Can be an orthostatic or non-orthostatic symptom of POTS.[1]​​​[4]​ For a diagnosis of POTS, symptoms should have lasted for at least 3 months.[1]

bladder disturbance

Can be a non-orthostatic feature of POTS.[35][36]​ Symptoms can include nocturia and urgency.[36]

Risk factors

strong

young age (15 to 25 years)

Most patients who present with POTS are typically young women aged 15 to 25 years.[2][10]​​​ However, POTS can occur outside of this age range, although new onset POTS is rare after age 50.[2]​ Patients <12 years may present with similar symptoms to older patients, particularly if there is a family history of POTS.[1]​ However, POTS remains undefined in patients <12 years and the sensitivity and specificity of the heart rate criteria in this age group is not established.[1]

female sex

POTS is more common in women than men and has a female to male ratio of 4:1.[1][2]

recent viral infection

Many patients with POTS report recent febrile illness, which suggests an autoimmune process may be responsible for causing orthostatic symptoms.[1]

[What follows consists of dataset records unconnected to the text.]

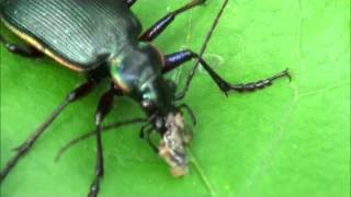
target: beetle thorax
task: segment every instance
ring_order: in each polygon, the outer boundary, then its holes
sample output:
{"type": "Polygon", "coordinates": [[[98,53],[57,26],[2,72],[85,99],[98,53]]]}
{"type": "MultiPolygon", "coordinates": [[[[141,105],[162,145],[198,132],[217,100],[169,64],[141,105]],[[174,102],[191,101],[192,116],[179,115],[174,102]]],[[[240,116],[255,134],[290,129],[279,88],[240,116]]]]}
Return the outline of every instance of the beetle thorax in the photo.
{"type": "Polygon", "coordinates": [[[162,77],[162,58],[155,47],[126,45],[109,62],[115,86],[140,103],[148,114],[170,111],[173,92],[162,77]]]}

Pathogens commonly linked to POTS include SARS-CoV-2 and Epstein Barr virus.[16]

pregnancy

Hormonal changes during pregnancy affect peripheral vascular resistance and blood volume, which may trigger orthostatic intolerance, particularly early in pregnancy (i.e., the first trimester).[18]

associated comorbidities

The most commonly associated comorbidities are: migraine headaches (40%); irritable bowel syndrome (30%); Ehlers-Danlos syndrome (25%); chronic fatigue syndrome (21%); and autoimmune diseases (20%), particularly Hashimoto's thyroiditis and coeliac disease.[1][4]